Increase the Number of Parallel Requests

This guide will show you how to configure Evalap to handle more parallel requests, which can significantly speed up evaluation experiments.

Understanding Parallel Processing in Evalap

Evalap can send multiple requests to models simultaneously, which is especially useful when evaluating large datasets. By default, Evalap uses a conservative number of parallel requests to avoid overwhelming the models or your system resources.

How Parallelism Works in Evalap

Evalap uses ZeroMQ (ZMQ) for task distribution and a thread pool for parallel processing. Here's how it works:

  1. The main process receives evaluation tasks and distributes them to worker threads
  2. A fixed pool of 8 worker threads processes these tasks concurrently
  3. Each worker thread handles one task at a time, allowing up to 8 tasks to be processed simultaneously

This architecture is implemented in the runner component, which creates the worker threads and manages the message queue.

Modifying Concurrency Settings

The current concurrency level is set to 8 parallel tasks by the MAX_CONCURRENT_TASKS constant in evalap/api/config.py. To modify this setting:

  1. Open the evalap/api/config.py file
  2. Locate and change the MAX_CONCURRENT_TASKS = 8 line
  3. Restart the Evalap service for changes to take effect

When increasing this value, consider your system's available CPU cores and memory, as well as any rate limits imposed by the model APIs you're using.

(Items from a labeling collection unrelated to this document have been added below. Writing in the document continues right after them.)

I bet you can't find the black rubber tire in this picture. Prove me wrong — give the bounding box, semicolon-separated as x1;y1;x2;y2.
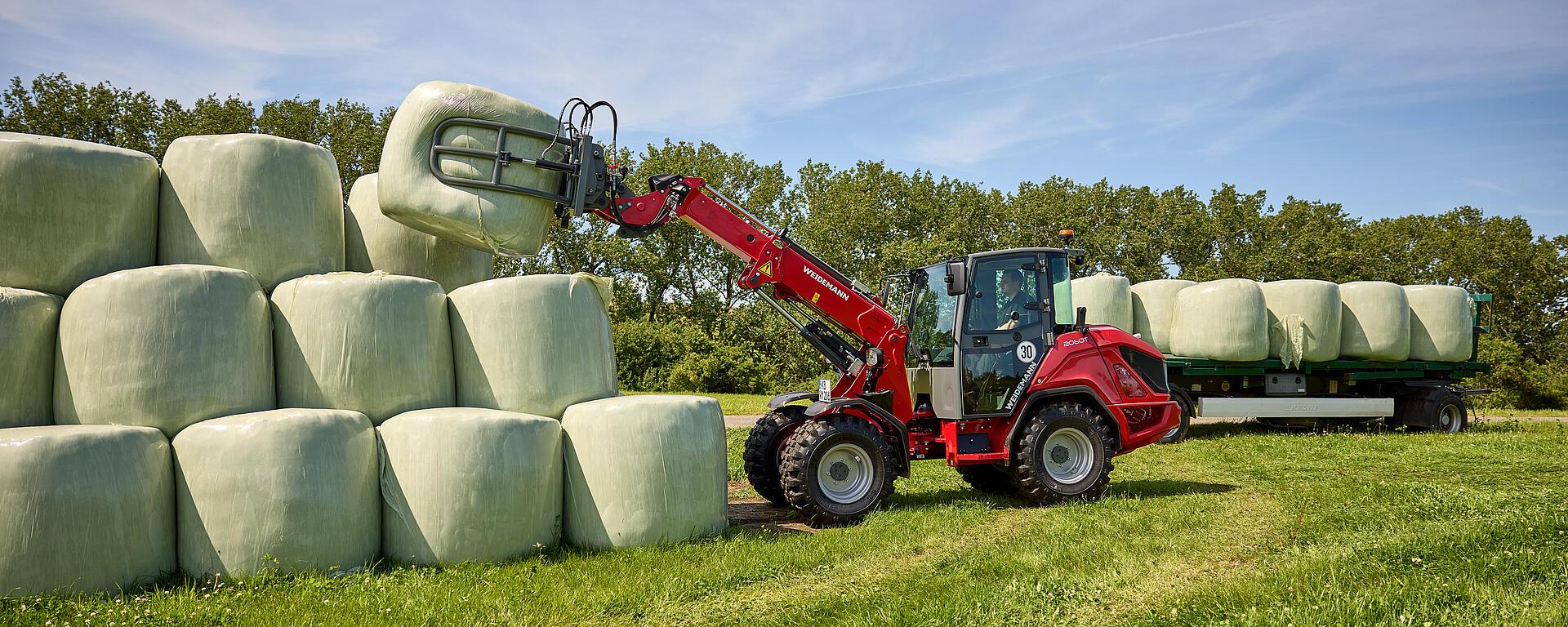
1011;402;1115;505
958;464;1014;494
1160;387;1198;443
740;404;806;508
779;414;895;527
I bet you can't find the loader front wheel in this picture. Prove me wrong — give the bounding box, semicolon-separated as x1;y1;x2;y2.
779;414;893;527
740;404;806;506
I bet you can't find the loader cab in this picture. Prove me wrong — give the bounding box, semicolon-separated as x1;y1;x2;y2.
906;247;1082;420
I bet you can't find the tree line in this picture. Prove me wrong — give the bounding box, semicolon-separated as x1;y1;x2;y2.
12;73;1568;407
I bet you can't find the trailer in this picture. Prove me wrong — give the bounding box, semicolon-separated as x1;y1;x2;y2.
1162;293;1491;442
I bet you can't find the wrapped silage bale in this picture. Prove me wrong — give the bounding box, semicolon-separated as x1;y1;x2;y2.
1405;285;1476;362
447;273;617;419
1339;281;1410;362
1129;279;1198;353
1263;279;1341;367
55;265;276;438
158;133;343;290
174;409;379;577
378;80;563;256
561;395;729;549
1171;279;1268;362
271;273;457;425
378;407;561;564
0;425;174;598
1072;273;1132;332
0;287;63;428
343;174;496;291
0;133;158;295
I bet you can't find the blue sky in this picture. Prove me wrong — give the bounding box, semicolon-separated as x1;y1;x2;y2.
9;0;1568;235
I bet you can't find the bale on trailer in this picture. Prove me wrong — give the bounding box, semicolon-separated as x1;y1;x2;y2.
1169;279;1268;362
174;409;381;577
0;425;174;598
448;273;617;419
0;287;65;428
1339;281;1410;362
158;133;343;290
376;407;561;564
343;174;496;291
55;265;274;438
376;80;564;256
561;395;729;549
1129;279;1198;353
271;273;457;425
0;133;158;295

Determining Optimal Parallelism

The optimal number of parallel requests depends on several factors:

  1. System Resources: Your server's CPU cores and memory will limit effective parallelism
  2. Model API Capacity: Check your model provider's documentation for rate limits
  3. Network Bandwidth: Higher parallelism requires more bandwidth
  4. Response Time: Models with longer inference times benefit more from parallelism

Monitoring and Troubleshooting

Signs of Too Much Parallelism

  • Increased error rates from model APIs
  • Timeouts or connection errors
  • System resource exhaustion
  • Throttling messages from the API provider